Claro que a questão da Antártica tem tudo a ver com isso, e o maldito do PETRÓLEO, também... Mas a tendência é o "Império Americano" começar a entrar em decadência e seu antepassado (o britânico) ir pelo ralo ainda mais depressa... Se bobear, os argentinos acabam comprando as Malvinas. Ou ganhando elas de presente...
Muito legal seu post, Lúcia. Não vou discutir o lado político como os demais porque não tenho conhecimento para tal. Mas uma coisa eu achei bacana no seu post: a lembrança de infância sobre a guerra. Eu nasci 16 dias depois da guerra ter começado e quando era pequeno todo mundo me dizia: "você nasceu no meio de uma guerra..." "que guerra?" "a das malvinas!". E eu, pititico, ficava muito impressionado com aquilo. Enfim, lembranças de infância, bobas como sempre...
Bj!
João, ia ser de uma ironia sem fim se os argentinos terminassem comprando as Malvinas... :D
André, você é filho da guerra... uma guerra que nem era brasileira. Será que quem nasce agora eles dizem que é "filho da guerra do Iraque"? Q nem é nossa tbm... Quanta loucura.
Abraços aos 2.
Sou argentino, moro no Brasil, casado com brasileira tenho 2 filhos brasileiros.
Na época da guerra das Malvinas estaba com 21 anos e tinha acabado de fazer o serviço militar obrigatorio. Estaba treinado para ir para Malvinas. Tive que me apresentar no Batalhão donde fiz o serviço e não podia sair de Bs As caso fosse necessario ir. As informações que recebiamos eram que os Ingleses estabam atacando em zonas proibidas por tratados internacionais. O primeiro que fiz como muitos outros foi alistarme como voluntário. Nunca tinha passado por minha cabeça querer ir a uma guerra, mas numa situação dessas, como Argentino queria ajudar outro Argentino. O patriotismo aumenta a umas dimensões incríveis. No podia aceptar la idea de estar sendo atacado covardemente pela frota mercante mais forte da época ainda apoiada entre outros pelos EEUU.
Lembro muito bem que o Brasil foi um dos países que apoio a Argentina. Sempre que pensamos em Brasil-Argentia, pensamos em futebol e as nossas diferenças. Não vou falar que não penso nisso tambem, mas eu sempre lembro que quando a Argentina precissou, o Brasil esteve lá.

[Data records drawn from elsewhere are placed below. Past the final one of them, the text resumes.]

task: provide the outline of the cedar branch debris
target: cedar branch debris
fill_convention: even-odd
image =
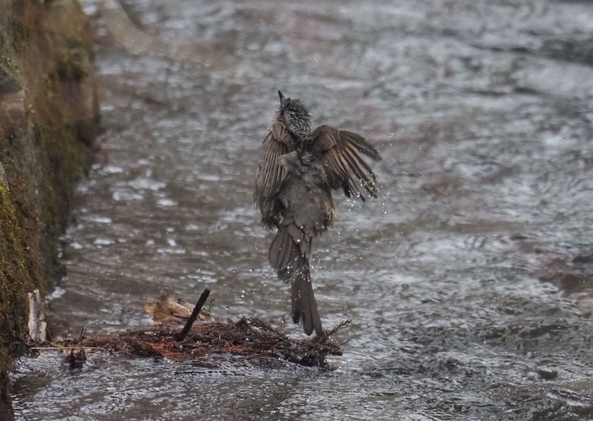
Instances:
[[[206,291],[205,294],[208,295]],[[180,301],[176,302],[167,296],[161,296],[152,302],[157,301],[161,304],[174,304],[173,312],[178,311],[177,305],[183,302]],[[150,304],[146,305],[149,309],[151,308]],[[189,318],[185,315],[188,312],[187,307],[183,305],[181,307],[185,310],[181,311],[183,315],[180,318],[184,319],[183,321],[186,322]],[[145,310],[152,314],[146,310],[146,306]],[[339,346],[331,336],[351,321],[345,320],[333,328],[325,330],[322,336],[296,340],[288,337],[260,318],[243,317],[238,321],[227,319],[224,321],[212,321],[214,317],[208,313],[207,315],[203,315],[206,321],[202,321],[203,314],[200,312],[200,320],[192,326],[183,340],[178,342],[176,338],[180,337],[181,331],[171,326],[170,323],[178,323],[181,320],[167,320],[166,323],[161,323],[157,320],[166,319],[162,317],[162,314],[163,311],[167,313],[168,310],[162,305],[159,307],[159,310],[157,314],[160,315],[154,318],[155,323],[160,326],[149,330],[129,330],[111,337],[97,335],[85,336],[81,334],[74,339],[65,338],[57,342],[46,342],[43,347],[34,349],[69,350],[68,360],[75,365],[82,364],[89,353],[103,350],[123,353],[131,356],[162,357],[176,361],[195,362],[203,362],[209,354],[230,353],[247,357],[279,359],[302,365],[330,369],[331,367],[326,361],[326,357],[342,355]],[[181,315],[176,314],[176,315]]]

É nos momentos difíceis que vemos quem são os amigos.
Desde criança escutava o meu avó (que era filho de Ingleses) falando para mim que as Malvinas eram Argentinas. Na educação dos argentinos sempre foi falado sobre a soberania e "Las Islas Malvinas". Perguntem para algúm Ingles se ele sabia antes da guerra o que eram as "Malvinas" ou "Falkland Islands". Não vou entrar em discusão sobre soberanía. Na verdade sou totalmente contra uma guerra, mas a guerra que acho ridícula é essa entre os nossos países. Temos mais coisas parecidas do que diferentes. Temos origens, cores e linguas diferentes, mas no fundo somos todos muito parecidos. Vamos parar com essas diferenças. Falamos que somos países "hermanos". Então vamos começar a tratarnos como merecemos. Tanto Argentinos como Brasileiros.
Voltando as Malvinas. Se tiver que comprá-las de volta eu pagaría. Na verdade é como se as Malvinas tivesem sido secuestradas. Não as estaría comprando, estaría pagando um resgate.